Saturday, December 7, 2013
singing them dead
For reasons that escape me, I find myself sitting down to lunch again with Dr. Haddon Alderton today. It is only a memory but it is a memory, like a shot of whiskey, that dulls the confusion and ache and anger of current social concerns.
How tiring and exasperating and helpless-making the rise of dictatorship in my country, as for example the Department of Homeland Security. Memory has a comfort, however false, and I like comfort increasingly.
I met Alderton aboard the Prince Yuri Dolgoruki in 1968, the 50th anniversary of the Glorious Russian Revolution. He was in his late 60's or early 70's and, I suspect, an old-line socialist visiting the Mecca of his philosophies. I was 28 and had decided to take a three-week tour of Russia on a contrarian lark. When the airplane had landed in Moscow several days earlier, my seatmate looked out the window at a sunlit body of water on which sailboats coursed: "So that's the enemy," he commented. And it was indeed a time when the Russians were portrayed as the enemy of the United States. Enemies in sailboats ... was it ever any different?
Alderton came from New Zealand and was a pleasant companion with whom to take meals as we floated down the Volga River. He told his stories with a British diffidence that was not freighted with secrecy. We ate our cabbage-heavy meals and chatted.
When he was a young man, Alderton told me at one point, his girlfriend had dumped him. And what does a man do when his girlfriend dumps him, he asked rhetorically? Alderton went out and got drunk for three weeks. At the end of his bender, he found that the pain had not disappeared, so he got on a boat and traveled to Australia where he bought a horse and rode into the outback all by himself. All by himself.
Once in the vastness that had no edges, he came into contact with a tribe called the Arunta. He lived with them and learned some of their ways. For example, the little twisters of dust that sometimes rose up from the sandy soil were an occasion for one man or another to leap into the middle of the "willy-willy" and bang pots and pans until the evil spirit was dispersed.

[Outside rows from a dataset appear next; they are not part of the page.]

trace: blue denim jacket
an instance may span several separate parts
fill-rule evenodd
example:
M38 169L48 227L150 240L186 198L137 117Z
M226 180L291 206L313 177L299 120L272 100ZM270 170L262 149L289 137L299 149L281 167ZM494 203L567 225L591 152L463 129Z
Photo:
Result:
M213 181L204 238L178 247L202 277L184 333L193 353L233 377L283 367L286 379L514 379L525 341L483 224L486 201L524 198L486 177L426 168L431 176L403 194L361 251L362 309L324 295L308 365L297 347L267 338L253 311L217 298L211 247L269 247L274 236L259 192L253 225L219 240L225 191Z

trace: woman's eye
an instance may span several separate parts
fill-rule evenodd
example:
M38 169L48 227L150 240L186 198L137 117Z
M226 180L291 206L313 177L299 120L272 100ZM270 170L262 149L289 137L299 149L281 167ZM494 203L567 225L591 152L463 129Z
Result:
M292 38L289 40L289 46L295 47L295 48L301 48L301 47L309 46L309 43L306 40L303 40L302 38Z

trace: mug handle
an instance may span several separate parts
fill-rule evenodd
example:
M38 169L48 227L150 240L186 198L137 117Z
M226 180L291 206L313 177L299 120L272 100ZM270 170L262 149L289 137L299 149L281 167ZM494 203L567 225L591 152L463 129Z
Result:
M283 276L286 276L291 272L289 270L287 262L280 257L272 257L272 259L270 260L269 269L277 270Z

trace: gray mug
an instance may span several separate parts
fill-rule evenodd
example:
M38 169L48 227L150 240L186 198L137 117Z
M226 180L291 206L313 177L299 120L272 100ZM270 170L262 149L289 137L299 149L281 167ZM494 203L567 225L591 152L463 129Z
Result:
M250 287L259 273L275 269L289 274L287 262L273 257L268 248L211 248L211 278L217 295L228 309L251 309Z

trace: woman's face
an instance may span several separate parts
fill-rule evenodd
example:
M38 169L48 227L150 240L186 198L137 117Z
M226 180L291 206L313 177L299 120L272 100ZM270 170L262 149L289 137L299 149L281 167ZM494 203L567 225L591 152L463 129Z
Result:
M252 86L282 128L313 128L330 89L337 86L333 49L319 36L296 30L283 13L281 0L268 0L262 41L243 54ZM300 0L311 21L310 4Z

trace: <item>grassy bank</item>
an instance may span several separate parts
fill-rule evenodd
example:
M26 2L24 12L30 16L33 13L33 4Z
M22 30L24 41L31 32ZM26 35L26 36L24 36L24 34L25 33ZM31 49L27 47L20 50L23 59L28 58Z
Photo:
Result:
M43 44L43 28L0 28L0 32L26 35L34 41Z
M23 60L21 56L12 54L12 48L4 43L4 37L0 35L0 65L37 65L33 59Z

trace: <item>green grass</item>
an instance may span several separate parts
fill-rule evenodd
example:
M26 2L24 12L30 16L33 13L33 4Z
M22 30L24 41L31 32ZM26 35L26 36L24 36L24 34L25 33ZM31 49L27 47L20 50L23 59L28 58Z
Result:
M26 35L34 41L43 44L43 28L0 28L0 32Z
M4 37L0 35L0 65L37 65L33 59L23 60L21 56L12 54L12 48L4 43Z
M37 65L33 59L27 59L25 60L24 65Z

And then there was the custom of gathering around in a member's final moments and "singing him/her dead." It was loving. It was gentle. And more than that, it was effective. Alderton told me that in several instances, a man or woman might be afflicted in ways he knew that he, as a doctor, could correct. But if the tribal members gathered around such a person -- even if s/he were not fatally afflicted -- and then sang the songs that bid a loving farewell, then that person would in fact die.
Alderton told many tales over lunch or dinner and in me he had a willing listener. Later I would wonder how many of the tales were true and how many were embellishments of unfilled wishes. As I listened, it didn't much matter, but later, I would do a little research. Yes, the Arunta did exist and they did seem to have a mystical view of things as expressed in "dreamtime." Based on this little research, I decided to believe that singing someone dead was a powerful and credible exercise... a musical example of moving from harmony to harmony. A blessing.
And perhaps that's what entities like the Department of Homeland Security are doing in its soft and insidious and artificial-sweetened way ... singing my country dead. Send in the drones -- take no responsibility.
Or perhaps that is too much hyperbole.
Still, hyperbole or not, I do know that it lacks softness and love and harmony.